Efforts to improve vehicle efficiency have long focused on reducing weight without compromising safety or performance. Lightweight materials such as carbon fiber offer exceptional strength-to-weight ratios, yet their high production costs have kept them largely confined to niche applications like high-end sports cars, aerospace components, and specialized sporting goods. Researchers at MIT, in collaboration with Western Research Institute and Oak Ridge National Laboratory, have developed a method to produce high-quality carbon fibers from petroleum pitch—a low-value byproduct of oil refining—potentially transforming the economics of lightweight vehicle manufacturing.
Petroleum pitch, described by MIT research scientist Nicola Ferralis as “the bottom of the barrel,” is a viscous residue composed of heavy hydrocarbons. Traditionally, it has been used for asphalt or discarded as waste due to its low inherent value and unsuitability as a clean fuel. Coal pitch, a similar byproduct from coking coal for steel production, also represents an abundant and underutilized resource. Both materials are chemically complex, which, according to Ferralis, “makes it a fascinating material to start with” because of the exploitable chemistry embedded in its heterogeneous molecular structure.
The Department of Energy initiated the research roughly four years ago, seeking affordable, lightweight structural materials to reduce vehicle mass and thereby improve fuel efficiency. Ferralis notes that “the weight of cars has increased more than 15 percent within the same category” over the past three decades, driving demand for innovations that could reverse this trend. Lighter vehicles require smaller engines, less robust braking systems, and fewer heavy components, creating a cascading effect of weight reduction across the design.

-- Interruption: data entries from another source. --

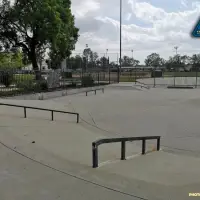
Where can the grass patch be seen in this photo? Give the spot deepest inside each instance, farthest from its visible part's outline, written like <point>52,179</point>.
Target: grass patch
<point>181,74</point>
<point>127,79</point>
<point>17,78</point>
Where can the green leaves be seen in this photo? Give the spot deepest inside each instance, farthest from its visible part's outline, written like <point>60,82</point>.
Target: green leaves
<point>36,24</point>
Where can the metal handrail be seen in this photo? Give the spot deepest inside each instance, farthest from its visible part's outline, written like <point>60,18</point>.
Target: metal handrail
<point>94,90</point>
<point>44,109</point>
<point>123,146</point>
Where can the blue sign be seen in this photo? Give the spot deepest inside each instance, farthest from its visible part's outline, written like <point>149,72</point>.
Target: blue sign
<point>196,31</point>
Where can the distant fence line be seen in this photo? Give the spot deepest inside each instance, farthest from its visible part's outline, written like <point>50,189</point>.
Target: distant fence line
<point>16,82</point>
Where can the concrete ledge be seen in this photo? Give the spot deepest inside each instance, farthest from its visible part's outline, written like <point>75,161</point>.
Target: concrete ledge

Conventional automotive-grade carbon fibers cost at least $10 to $12 per pound, with aerospace-grade fibers reaching hundreds of dollars per pound. Steel, by contrast, costs around 75 cents per pound, and aluminum about $2 per pound, though prices fluctuate. These disparities have prevented widespread adoption of carbon fiber in mass-market vehicles, as replacing steel with carbon fiber could double the manufacturing cost of a pickup truck.
Current carbon fiber production relies on refined polymers such as polyacrylonitrile, requiring costly polymerization steps that account for more than 60 percent of the final material’s price. The MIT-led approach bypasses these steps by using raw petroleum pitch directly, dramatically reducing processing complexity and energy requirements. “The process that you need to actually make a carbon fiber [from pitch] is actually extremely minimal,” Ferralis explains.
Graduate student Asmita Jana tackled the challenge of consistency in such a chemically diverse feedstock. Pitch’s molecular variety means that changes in shape or size can drastically alter material properties. By modeling the formation and crosslinking of bonds between constituent molecules, Jana developed predictive tools to forecast fiber characteristics under specific processing conditions. “We were able to reproduce the results with such startling accuracy,” she says, enabling companies to anticipate properties like density and elastic modulus from the model’s outputs.
These predictive capabilities allowed the team to tailor fibers not only for high tensile strength, typical of carbon fiber, but also for compressive strength—an uncommon trait in the material. This opens possibilities for load-bearing applications, potentially eliminating the need for complex fiber layups designed to compensate for compression weaknesses. As Ferralis points out, “It’s a matter of engineering to overcome the deficiencies of the material, but with the new process all that extra complexity would not be needed.”
The DOE’s target was to reduce the cost of lightweight materials below $5 per pound. The team’s estimates suggest their method could achieve around $3 per pound, though a full economic analysis is pending. Such a price point could make carbon fiber competitive with metals for mainstream automotive use, while also enabling applications beyond vehicles.
The collaborative effort drew on Oak Ridge National Laboratory’s expertise in scaling carbon fiber production from laboratory experiments to pilot-plant operations. Researchers Taishan Zhu and Yanming Wang at MIT, Jeramie Adams at Western Research Institute, and Logan Kearney and Amit Naskar at Oak Ridge contributed to the work, which was supported by the U.S. Department of Energy.